Perhaps the most important trait of this sophomore album by the Pistol Annies is that a major Nashville label is prepared to back a project that is drenched in a traditional sound and wraps it heart right round the roots of country music. There is no finer young female talent plying their trade in Music City than Miranda Lambert, Ashley Monroe and Angaleena Presley and the fruits of their latest collaboration ANNIE UP is a consummate masterpiece of heritage with a contemporary twist.
This is an unashamed attempt to strip back the metaphors and imagery in song writing and produce a string of explicit accounts of everyday issues that have been a central theme of country music over the decades. Each Annie has drawn on their specific and diverse experience of a southern upbringing to cover in no particular order – drink, sin, love, loss, pretense, god, defiance, eternity, sadness and heartbreak. To achieve this in a compact 12 track – 43 minute release, aligned with sassy vocals, expert musicianship and infectious melodies is an extraordinary achievement and pays the ultimate respect to the talents of the three ladies and their supporting cast.
Although each Annie is at a different stage of their solo career, the high quality of their song writing is unequivocal and the lyrical content of each track is a major strength of this album. There are definitely concept tendencies to the record as it weaves its way around the issues, unsurprisingly from a female context but cleverly put together to avoid ambiguity. The blues-infused scene setting opener ‘I Feel a Sin Coming On’ gives a hint of what to expect which, after an emotional roller coaster, satisfyingly ends with a delightful uplifting lullaby ‘I Hope You’re the End of My Story’. This finale contains the classic line ‘we’ll be the last book on the shelf’ which perfectly sums up the eternity of love.
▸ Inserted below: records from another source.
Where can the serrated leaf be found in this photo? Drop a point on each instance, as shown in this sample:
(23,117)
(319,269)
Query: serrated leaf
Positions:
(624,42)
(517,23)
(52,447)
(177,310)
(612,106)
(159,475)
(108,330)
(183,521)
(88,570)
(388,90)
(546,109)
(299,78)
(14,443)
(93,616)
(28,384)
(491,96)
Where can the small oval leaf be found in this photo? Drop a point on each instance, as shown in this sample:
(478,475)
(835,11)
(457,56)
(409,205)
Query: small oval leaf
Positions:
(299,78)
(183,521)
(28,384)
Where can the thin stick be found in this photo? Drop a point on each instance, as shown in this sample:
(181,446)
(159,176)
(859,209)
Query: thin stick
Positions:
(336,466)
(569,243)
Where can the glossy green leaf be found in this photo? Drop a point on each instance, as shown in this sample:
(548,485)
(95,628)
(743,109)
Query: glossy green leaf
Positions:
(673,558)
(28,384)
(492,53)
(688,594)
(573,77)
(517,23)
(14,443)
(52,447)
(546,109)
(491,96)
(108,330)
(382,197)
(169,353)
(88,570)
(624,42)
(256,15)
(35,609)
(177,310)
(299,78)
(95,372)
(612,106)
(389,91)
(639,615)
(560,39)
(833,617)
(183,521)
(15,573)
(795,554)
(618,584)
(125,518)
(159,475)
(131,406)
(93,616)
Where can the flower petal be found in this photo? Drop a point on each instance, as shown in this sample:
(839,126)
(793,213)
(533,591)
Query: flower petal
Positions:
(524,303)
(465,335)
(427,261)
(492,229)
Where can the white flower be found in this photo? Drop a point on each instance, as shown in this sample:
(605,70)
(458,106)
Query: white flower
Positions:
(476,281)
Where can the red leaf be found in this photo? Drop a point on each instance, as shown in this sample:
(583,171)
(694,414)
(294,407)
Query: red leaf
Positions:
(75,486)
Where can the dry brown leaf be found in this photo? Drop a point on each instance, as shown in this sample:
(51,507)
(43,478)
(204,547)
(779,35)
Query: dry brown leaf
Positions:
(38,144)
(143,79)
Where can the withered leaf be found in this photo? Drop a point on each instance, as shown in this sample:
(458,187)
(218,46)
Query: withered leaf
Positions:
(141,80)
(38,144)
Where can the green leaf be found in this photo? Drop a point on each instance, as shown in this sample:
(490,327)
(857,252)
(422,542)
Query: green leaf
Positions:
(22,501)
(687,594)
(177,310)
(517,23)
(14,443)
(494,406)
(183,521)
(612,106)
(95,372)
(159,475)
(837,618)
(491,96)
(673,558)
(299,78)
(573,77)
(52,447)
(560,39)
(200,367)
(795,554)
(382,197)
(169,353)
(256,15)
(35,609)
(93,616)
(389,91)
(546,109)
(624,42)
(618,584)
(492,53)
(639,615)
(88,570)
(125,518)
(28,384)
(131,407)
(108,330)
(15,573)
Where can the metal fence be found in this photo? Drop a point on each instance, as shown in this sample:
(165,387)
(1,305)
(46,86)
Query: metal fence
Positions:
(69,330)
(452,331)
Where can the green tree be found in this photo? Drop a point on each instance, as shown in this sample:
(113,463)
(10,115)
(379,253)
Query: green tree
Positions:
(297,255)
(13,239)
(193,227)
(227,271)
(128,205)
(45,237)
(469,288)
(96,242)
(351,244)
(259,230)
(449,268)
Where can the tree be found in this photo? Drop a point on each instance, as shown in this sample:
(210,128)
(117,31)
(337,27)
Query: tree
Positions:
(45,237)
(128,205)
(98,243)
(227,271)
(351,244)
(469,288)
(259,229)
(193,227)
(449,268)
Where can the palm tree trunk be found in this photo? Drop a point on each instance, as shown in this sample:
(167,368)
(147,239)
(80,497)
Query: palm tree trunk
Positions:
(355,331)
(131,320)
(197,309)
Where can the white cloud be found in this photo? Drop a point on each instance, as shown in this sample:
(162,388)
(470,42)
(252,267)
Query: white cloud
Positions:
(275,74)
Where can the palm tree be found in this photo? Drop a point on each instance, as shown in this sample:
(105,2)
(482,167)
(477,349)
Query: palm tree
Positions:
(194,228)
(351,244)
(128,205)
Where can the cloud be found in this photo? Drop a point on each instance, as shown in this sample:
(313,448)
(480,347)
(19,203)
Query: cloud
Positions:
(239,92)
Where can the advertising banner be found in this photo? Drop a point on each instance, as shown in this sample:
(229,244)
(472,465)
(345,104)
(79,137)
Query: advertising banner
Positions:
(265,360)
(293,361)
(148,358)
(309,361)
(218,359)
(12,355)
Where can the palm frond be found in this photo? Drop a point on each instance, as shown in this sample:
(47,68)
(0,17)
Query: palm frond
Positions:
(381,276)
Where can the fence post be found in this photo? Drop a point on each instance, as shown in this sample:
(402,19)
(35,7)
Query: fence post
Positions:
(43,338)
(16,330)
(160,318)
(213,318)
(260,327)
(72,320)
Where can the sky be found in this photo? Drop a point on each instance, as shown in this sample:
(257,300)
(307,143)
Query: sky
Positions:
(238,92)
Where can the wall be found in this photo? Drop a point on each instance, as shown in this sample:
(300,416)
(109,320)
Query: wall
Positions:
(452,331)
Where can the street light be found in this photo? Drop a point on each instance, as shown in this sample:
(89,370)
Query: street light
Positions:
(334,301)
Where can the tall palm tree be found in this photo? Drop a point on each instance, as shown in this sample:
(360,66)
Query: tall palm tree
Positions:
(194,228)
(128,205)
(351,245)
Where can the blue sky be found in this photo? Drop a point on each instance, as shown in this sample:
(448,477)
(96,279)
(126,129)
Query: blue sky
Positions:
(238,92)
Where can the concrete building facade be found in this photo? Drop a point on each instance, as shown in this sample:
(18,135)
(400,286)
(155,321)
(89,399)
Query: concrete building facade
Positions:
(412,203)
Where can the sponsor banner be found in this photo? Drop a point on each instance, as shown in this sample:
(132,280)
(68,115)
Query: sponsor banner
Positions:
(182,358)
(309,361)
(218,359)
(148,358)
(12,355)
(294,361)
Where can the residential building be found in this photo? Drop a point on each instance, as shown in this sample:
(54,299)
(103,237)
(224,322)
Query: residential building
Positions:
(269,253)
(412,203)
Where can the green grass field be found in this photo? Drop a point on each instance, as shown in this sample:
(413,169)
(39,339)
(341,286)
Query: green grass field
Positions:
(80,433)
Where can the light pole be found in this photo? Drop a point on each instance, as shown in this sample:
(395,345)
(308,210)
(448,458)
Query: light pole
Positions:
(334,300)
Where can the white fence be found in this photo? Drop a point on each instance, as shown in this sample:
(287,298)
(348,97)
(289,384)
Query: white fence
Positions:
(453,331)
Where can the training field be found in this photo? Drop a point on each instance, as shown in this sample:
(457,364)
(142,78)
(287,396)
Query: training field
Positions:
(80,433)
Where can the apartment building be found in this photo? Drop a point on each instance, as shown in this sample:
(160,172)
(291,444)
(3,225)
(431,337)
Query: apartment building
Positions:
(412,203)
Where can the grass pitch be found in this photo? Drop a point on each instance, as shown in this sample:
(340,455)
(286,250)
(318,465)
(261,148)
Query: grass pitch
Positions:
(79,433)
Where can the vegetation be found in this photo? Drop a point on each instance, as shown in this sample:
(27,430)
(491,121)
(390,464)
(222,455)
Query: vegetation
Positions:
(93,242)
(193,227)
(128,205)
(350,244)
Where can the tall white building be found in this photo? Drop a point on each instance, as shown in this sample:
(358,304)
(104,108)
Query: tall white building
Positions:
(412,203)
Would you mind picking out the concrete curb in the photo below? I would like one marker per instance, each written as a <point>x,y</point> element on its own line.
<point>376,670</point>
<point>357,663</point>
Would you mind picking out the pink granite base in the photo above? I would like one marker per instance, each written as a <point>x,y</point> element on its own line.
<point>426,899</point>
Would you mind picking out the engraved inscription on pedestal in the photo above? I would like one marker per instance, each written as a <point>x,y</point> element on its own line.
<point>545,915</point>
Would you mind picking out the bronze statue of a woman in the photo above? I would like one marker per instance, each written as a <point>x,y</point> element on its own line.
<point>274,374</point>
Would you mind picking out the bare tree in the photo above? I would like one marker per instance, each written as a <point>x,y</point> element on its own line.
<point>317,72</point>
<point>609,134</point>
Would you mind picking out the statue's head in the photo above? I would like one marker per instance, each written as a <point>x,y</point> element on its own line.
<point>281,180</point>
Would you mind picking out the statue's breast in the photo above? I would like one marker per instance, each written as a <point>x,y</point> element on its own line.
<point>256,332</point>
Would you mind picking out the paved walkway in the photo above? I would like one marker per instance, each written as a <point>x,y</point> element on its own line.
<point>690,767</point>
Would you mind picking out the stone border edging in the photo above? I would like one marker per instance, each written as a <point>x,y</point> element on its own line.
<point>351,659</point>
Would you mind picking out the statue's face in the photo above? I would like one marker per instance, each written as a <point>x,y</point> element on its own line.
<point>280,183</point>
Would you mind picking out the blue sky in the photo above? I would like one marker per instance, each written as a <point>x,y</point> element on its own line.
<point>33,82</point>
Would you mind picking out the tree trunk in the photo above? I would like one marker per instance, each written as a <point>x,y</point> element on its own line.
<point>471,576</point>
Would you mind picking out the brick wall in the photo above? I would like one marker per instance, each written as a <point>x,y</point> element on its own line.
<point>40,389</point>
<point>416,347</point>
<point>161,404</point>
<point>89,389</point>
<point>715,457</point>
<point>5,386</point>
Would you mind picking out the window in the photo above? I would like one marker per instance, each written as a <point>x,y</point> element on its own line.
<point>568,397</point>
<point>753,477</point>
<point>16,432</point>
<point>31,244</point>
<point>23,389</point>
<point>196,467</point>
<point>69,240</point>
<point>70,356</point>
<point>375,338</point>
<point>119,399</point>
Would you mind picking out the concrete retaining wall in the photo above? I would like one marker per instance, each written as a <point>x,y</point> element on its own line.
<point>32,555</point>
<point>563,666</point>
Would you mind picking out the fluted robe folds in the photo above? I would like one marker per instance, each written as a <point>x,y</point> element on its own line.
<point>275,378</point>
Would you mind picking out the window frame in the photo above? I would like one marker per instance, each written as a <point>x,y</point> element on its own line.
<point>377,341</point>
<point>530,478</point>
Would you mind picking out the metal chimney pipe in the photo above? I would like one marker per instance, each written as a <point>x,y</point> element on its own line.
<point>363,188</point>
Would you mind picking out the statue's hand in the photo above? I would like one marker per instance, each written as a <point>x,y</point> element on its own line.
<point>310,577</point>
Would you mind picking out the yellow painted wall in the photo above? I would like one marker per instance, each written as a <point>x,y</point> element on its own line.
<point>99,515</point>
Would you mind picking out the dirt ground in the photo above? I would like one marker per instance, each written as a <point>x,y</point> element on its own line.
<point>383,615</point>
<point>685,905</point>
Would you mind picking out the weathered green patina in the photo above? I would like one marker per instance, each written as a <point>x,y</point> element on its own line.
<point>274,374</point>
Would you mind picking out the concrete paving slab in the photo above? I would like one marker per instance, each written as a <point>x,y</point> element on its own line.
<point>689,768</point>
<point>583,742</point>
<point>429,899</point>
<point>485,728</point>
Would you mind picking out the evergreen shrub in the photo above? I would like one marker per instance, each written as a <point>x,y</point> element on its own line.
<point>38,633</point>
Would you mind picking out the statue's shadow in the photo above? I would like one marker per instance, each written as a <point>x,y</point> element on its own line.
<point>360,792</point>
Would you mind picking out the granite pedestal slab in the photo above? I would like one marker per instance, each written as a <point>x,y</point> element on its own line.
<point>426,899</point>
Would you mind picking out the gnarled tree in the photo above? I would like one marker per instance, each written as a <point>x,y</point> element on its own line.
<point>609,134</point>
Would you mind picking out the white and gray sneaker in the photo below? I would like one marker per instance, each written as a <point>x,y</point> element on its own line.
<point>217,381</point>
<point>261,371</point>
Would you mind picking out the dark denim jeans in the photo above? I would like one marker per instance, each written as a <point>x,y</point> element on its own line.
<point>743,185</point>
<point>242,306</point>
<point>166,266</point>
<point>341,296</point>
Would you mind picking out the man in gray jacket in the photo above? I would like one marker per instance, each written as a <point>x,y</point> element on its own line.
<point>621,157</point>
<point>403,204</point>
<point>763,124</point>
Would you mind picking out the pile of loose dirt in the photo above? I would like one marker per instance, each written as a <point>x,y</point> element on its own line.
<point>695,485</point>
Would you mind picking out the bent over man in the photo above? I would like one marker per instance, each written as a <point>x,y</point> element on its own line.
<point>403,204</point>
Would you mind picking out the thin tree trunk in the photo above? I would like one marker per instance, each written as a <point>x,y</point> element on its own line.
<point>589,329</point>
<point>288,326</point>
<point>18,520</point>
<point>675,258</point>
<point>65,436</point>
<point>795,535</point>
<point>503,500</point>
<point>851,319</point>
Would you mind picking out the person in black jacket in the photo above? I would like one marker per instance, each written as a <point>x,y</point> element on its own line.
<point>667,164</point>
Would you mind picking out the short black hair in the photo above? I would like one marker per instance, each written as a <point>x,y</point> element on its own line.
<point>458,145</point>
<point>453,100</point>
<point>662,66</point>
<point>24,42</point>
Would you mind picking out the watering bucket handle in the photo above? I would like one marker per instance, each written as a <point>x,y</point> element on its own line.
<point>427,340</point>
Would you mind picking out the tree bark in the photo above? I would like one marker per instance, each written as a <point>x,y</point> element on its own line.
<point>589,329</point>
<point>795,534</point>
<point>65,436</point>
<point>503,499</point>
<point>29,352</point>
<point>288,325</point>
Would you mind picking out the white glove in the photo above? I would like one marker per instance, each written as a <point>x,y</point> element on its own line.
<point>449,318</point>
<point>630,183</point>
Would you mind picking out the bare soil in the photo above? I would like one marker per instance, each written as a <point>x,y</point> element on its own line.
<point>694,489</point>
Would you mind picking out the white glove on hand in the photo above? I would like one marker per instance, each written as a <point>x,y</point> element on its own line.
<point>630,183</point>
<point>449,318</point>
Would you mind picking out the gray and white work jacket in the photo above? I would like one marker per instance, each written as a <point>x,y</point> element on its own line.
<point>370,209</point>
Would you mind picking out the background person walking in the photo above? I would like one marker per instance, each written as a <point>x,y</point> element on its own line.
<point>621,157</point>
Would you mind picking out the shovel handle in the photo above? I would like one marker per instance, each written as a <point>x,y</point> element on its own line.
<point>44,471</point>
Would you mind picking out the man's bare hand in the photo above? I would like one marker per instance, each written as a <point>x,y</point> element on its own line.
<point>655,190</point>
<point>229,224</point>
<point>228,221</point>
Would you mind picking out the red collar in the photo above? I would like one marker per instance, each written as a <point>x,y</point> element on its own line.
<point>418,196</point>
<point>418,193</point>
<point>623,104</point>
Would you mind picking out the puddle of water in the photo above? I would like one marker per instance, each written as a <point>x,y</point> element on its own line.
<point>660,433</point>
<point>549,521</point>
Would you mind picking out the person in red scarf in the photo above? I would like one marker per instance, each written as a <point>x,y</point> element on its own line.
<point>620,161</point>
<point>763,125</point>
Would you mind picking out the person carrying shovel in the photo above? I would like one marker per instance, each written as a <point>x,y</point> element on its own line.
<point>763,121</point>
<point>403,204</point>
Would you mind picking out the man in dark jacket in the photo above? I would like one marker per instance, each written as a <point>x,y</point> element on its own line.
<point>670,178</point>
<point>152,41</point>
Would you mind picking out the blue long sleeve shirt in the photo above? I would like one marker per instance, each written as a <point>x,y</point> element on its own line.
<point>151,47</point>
The album, which in my opinion doesn’t contain a weak track, explodes into life with its first single, the family tension stomper ‘Hush Hush’. The upbeat sound returns later with the catchy rhythmic number ‘Damn Thing’. Many of the songs possess all the hallmarks of those born out of the old style dance halls and honky tonks including the album’s standout track ‘Dear Sobriety’, an interesting take on the obligatory country drinking song.
The different facets of a troubled relationship are tackled in ‘Unhappily Married’ and ‘Don’t Talk About Him, Tina’, while the consequences of a breakdown are expertly examined in ‘Trading One Heartbreak for Another’. An intriguing track is ‘Loved by a Working Man’ which while on the surface seems a little clichéd in its male perceptions, perhaps does have a sad undertone to the failings of the other half. This is much in the same way that Tammy Wynette commented that ‘after all he is just a man’. ‘Being Pretty Ain’t Pretty’ is a fairly straightforward questioning of the value of the personal façade but does contain some stellar pedal steel from Steve Fishell, who recently brought his talents to the UK as part of the Emmylou Harris and Rodney Crowell band.
Each Annie has a distinctive yet very southern drawl to their vocals and these are shared evenly across the tracks. For example Angaleena leads off ‘Girls Like Us’ before paving the way for Miranda, while Ashley takes the helm at the start of ‘Blues You’re a Buzzkill’. All twelve songs are enhanced by the fine backing musicians assembled and while there are short bursts of electric, the remit is to generally keep it low key and traditional in style.
In the true tradition of Kitty Wells, Tammy Wynette and Loretta Lynn, the Pistol Annies have re-created a dose of female oriented pure country music to keep the flame burning of a bygone sound that should be preserved and celebrated by the whole of the genre. So kick your shoes off and treasure the rare talent of these three ladies. ANNIE UP is the real deal and a perfect example of how this style of country music should be made.